La noche estaba oscura y lluviosa, como si la ciudad misma conspirara para ayudarlo a desaparecer. Alejandro miró a Ethan una última vez y asintió en silencio. No había marcha atrás. Todo lo que había planeado, cada detalle observado durante semanas, culminaba en ese momento.
Se movió con cuidado hacia la ventana lateral. Sus manos temblaban, pero su determinación era más fuerte que el miedo. Cada paso era medido; cada sonido, evaluado. La reja floja que había notado semanas antes cedió con un leve esfuerzo, y el aire frío de la noche golpeó su rostro, trayendo consigo una extraña mezcla de miedo y alivio.
Ethan lo observó desde la habitación, sus ojos brillando en la penumbra.
—Ve —susurró—. Sé libre.
Alejandro respiró hondo y comenzó a escabullirse hacia la calle. La lluvia lo empapó en segundos, el frío caló hasta los huesos, pero no importaba. Estaba fuera, por fin. La libertad era real, aunque frágil, y el corazón le latía con fuerza.
A lo lejos, se escucharon pasos. Alejandro aceleró, buscando refugio en los callejones. Su cuerpo empapado resbalaba sobre el pavimento húmedo, pero no podía detenerse. No podía volver. La ciudad parecía inmensa y vacía a su alrededor, pero cada sombra, cada sonido, era parte de su escape, de su nueva vida.
Esa noche, Alejandro comprendió que la verdadera lucha apenas comenzaba. Había logrado salir del centro, pero ahora debía sobrevivir en las calles, lejos de la única vida que había conocido, enfrentándose al frío, al hambre y a la soledad.

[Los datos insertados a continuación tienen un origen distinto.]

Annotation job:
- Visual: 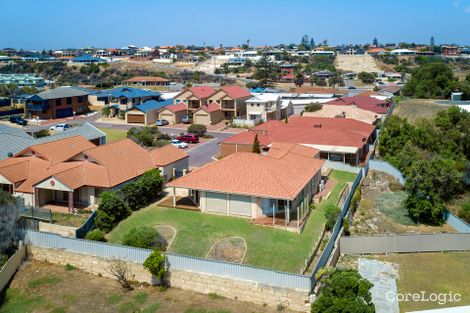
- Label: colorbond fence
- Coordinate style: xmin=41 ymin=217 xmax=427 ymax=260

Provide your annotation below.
xmin=24 ymin=230 xmax=312 ymax=291
xmin=339 ymin=233 xmax=470 ymax=255
xmin=0 ymin=245 xmax=26 ymax=292
xmin=444 ymin=210 xmax=470 ymax=233
xmin=368 ymin=159 xmax=405 ymax=185
xmin=75 ymin=211 xmax=97 ymax=238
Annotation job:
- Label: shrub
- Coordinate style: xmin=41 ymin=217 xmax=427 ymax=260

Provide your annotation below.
xmin=123 ymin=226 xmax=157 ymax=249
xmin=120 ymin=169 xmax=164 ymax=210
xmin=95 ymin=191 xmax=130 ymax=232
xmin=342 ymin=217 xmax=350 ymax=236
xmin=324 ymin=204 xmax=341 ymax=231
xmin=187 ymin=124 xmax=207 ymax=137
xmin=304 ymin=103 xmax=323 ymax=112
xmin=459 ymin=200 xmax=470 ymax=223
xmin=143 ymin=249 xmax=166 ymax=285
xmin=85 ymin=229 xmax=107 ymax=242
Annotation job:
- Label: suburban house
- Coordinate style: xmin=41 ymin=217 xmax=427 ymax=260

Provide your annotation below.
xmin=125 ymin=99 xmax=173 ymax=125
xmin=302 ymin=105 xmax=380 ymax=124
xmin=0 ymin=74 xmax=45 ymax=87
xmin=174 ymin=86 xmax=216 ymax=112
xmin=71 ymin=54 xmax=107 ymax=64
xmin=158 ymin=102 xmax=188 ymax=125
xmin=123 ymin=76 xmax=170 ymax=87
xmin=192 ymin=103 xmax=223 ymax=125
xmin=441 ymin=46 xmax=461 ymax=56
xmin=90 ymin=87 xmax=161 ymax=111
xmin=0 ymin=136 xmax=188 ymax=212
xmin=325 ymin=96 xmax=393 ymax=115
xmin=207 ymin=85 xmax=252 ymax=120
xmin=377 ymin=85 xmax=402 ymax=98
xmin=220 ymin=116 xmax=376 ymax=166
xmin=0 ymin=123 xmax=106 ymax=160
xmin=167 ymin=143 xmax=324 ymax=231
xmin=25 ymin=86 xmax=91 ymax=119
xmin=245 ymin=93 xmax=288 ymax=122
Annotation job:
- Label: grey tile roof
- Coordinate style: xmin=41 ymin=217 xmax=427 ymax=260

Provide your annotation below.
xmin=0 ymin=123 xmax=105 ymax=160
xmin=33 ymin=86 xmax=91 ymax=100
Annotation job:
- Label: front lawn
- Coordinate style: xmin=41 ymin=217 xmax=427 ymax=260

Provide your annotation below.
xmin=98 ymin=127 xmax=128 ymax=143
xmin=107 ymin=170 xmax=356 ymax=273
xmin=52 ymin=212 xmax=89 ymax=228
xmin=373 ymin=253 xmax=470 ymax=313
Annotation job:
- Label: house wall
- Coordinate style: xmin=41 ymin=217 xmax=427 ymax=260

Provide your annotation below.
xmin=159 ymin=109 xmax=185 ymax=125
xmin=26 ymin=96 xmax=90 ymax=120
xmin=14 ymin=192 xmax=33 ymax=206
xmin=160 ymin=157 xmax=189 ymax=181
xmin=193 ymin=110 xmax=223 ymax=125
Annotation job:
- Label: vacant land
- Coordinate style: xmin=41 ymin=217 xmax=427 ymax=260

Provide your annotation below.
xmin=393 ymin=99 xmax=451 ymax=123
xmin=108 ymin=170 xmax=356 ymax=273
xmin=1 ymin=261 xmax=287 ymax=313
xmin=336 ymin=54 xmax=380 ymax=73
xmin=374 ymin=253 xmax=470 ymax=313
xmin=98 ymin=127 xmax=128 ymax=143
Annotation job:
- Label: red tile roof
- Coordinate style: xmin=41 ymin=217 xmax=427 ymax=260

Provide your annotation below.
xmin=168 ymin=144 xmax=323 ymax=200
xmin=222 ymin=117 xmax=375 ymax=149
xmin=189 ymin=86 xmax=216 ymax=99
xmin=220 ymin=85 xmax=252 ymax=99
xmin=326 ymin=96 xmax=391 ymax=114
xmin=197 ymin=102 xmax=221 ymax=113
xmin=164 ymin=102 xmax=188 ymax=113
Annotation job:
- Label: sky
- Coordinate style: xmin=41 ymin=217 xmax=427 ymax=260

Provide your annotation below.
xmin=1 ymin=0 xmax=470 ymax=50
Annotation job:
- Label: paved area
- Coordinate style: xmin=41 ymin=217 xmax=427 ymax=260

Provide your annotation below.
xmin=359 ymin=258 xmax=399 ymax=313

Sin embargo, en algún lugar dentro de él, algo brillaba: la chispa de libertad y resistencia que lo había mantenido vivo durante semanas seguía ardiendo. Y aunque no sabía lo que le esperaba, Alejandro estaba decidido a no dejar que nadie le arrebatara lo que por fin había recuperado: su derecho a ser él mismo.